In this example we will be considering equilibrium in a single market so we will be just considering one price (in another post i’ll see what to do with more than one good).

To start computing this model we begin by defining two loops, one for our firm’s problem and one for our consumer and generate the demand and supply at each price in our sequence. After this we need to generate a excess demand `z`

which is simply the quantity demanded minus the quantity supplied. To identify the equilibrium allocation we just search for the row in which this is minimized. This is all detailed in the code below.

```
library('NlcOptim')
library('ggplot2')
library('ggthemes')
##################################
#Starting Values and Null Vectors#
##################################
prices<-seq(1,15,by=0.1)
x0<-c(1,1)
q0<-c(1)
qsupply<-NULL
qdemand<-NULL
########
#SUPPLY#
########
#Profit function
profitfunc<-function(q){
return(-p*q+q^2+20)
}
#For Loop
for(p in prices){
cmin<-optim(q0,
profitfunc,
control= list(fnscale=-1),
lower=0,
method = "L-BFGS-B")
q<-cmin$par[1]
qsupply<-rbind(qsupply,q)}
########
#DEMAND#
########
#Preferences
pref<-function(x){
return(-x[1]^0.5*x[2]^0.5)
}
#Budget constraint
con<-function(x){
f= NULL
f= rbind(f,p*x[1]+x[2]-100)
return(list(ceq = NULL, c = f))
}
#For loop
for(p in prices){
umax<-solnl(x0,pref,con)
d<-umax$par[1]
qdemand<-rbind(qdemand,d)}
##############################
#Create Excess Demand Vectors#
##############################
z<-qdemand-qsupply
absz<-abs(z)
####################
#Create Data Frame##
####################
df<-data.frame(prices,qdemand,qsupply,z,absz)
##################################
#Plot our Supply and Demand Curve#
##################################
ggplot(df, aes(y=prices)) +
geom_line(aes(x = qdemand, colour = "Demand"),color="blue", size=1.0) +
geom_line(aes(x = qsupply, colour = "Supply"),color="red", size= 1.0)+
labs(xlab="Quantity",ylab="Price",title ="Equilibrium in our Model")+
theme_excel_new()
```

As previously stated we can find equilibrium in this model with the `subset()`

function where we search for the row with the minimum absolute excess demand `absz`

. This is seen in the code below:

```
####################
#Equilibrium Finder#
####################
subset(df,absz==min(absz))
prices qdemand qsupply z absz
d.90 10 5 5 -4.422009e-08 4.422009e-08
```

Seeing how we can compute these models in practice is fascinating to see.
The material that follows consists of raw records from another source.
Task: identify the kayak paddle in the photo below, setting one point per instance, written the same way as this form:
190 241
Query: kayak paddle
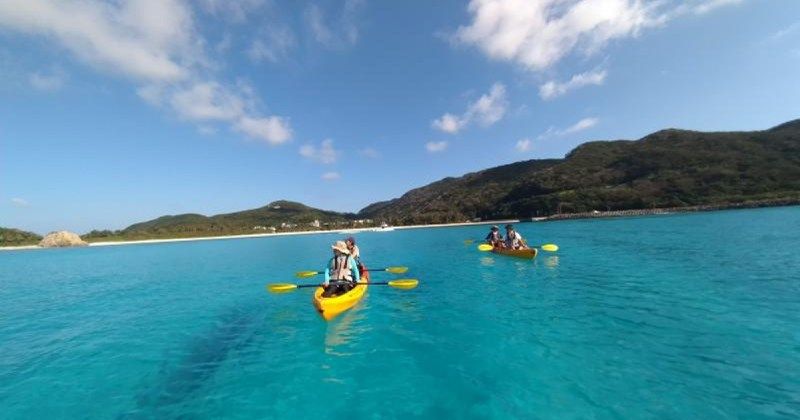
393 270
545 247
404 284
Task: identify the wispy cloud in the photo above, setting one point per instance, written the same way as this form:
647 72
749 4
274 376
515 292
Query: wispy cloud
554 89
487 110
536 34
336 32
47 82
324 154
436 146
155 45
20 202
369 152
579 126
331 176
272 45
524 145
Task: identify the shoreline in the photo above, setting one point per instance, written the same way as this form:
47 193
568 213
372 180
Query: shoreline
262 235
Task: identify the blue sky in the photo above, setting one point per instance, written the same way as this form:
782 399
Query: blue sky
117 112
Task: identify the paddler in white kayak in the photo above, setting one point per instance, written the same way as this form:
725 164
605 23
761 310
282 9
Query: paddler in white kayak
514 239
341 273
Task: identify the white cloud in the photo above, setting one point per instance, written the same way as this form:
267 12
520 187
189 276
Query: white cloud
449 123
324 154
339 32
579 126
20 202
273 130
436 146
783 33
47 82
207 101
155 44
369 152
537 34
710 5
487 110
553 89
273 45
331 176
233 10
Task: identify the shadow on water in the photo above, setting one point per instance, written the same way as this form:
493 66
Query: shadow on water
234 331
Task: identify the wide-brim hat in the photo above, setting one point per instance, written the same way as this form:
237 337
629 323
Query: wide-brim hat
341 247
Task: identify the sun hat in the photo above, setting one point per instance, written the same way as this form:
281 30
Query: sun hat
341 247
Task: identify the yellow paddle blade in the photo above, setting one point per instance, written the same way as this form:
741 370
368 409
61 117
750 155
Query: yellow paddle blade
404 283
281 287
306 274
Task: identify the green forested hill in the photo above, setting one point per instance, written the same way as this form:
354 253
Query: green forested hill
669 168
282 215
16 237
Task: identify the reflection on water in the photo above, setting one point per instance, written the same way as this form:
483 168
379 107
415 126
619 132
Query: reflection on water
344 329
551 262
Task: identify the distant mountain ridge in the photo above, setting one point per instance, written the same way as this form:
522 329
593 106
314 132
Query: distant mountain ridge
669 168
666 169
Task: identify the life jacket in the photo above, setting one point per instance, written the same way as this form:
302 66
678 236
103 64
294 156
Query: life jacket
512 239
340 268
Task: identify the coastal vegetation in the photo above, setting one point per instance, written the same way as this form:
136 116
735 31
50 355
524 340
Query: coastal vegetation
16 237
669 169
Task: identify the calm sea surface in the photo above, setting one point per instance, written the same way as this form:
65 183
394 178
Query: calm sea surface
685 316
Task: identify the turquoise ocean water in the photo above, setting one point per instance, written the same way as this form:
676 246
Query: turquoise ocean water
684 316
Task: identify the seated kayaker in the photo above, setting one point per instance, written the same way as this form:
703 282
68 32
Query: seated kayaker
354 251
494 238
514 239
341 272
The way we are doing this is by simply considering various optimum at different prices and seeing where supply equals demand. Some things to note:

- We don’t define our production technology for our firm in this model. rather we define it implicitly through a cost function we need to define our firm’s cost structure directly before any considerations can be made.
- Though not discussed in this post, we can also get values of what our firms profits and utilities are from
`cmin`

and`umax`

by considering their outputs. we would have to generate null vectors and transform their outputs as they would be negative numbers given how we have oriented our problems.

At the time of posting this blog I’m very much still learning how to compute these models so my syntax may not be the best. If you know anyways to clean this code or extend it to more interesting scenarios (like a model with a labor/leisure decision by our consumer which in turn impacts the productive capacity of the firm) let me know!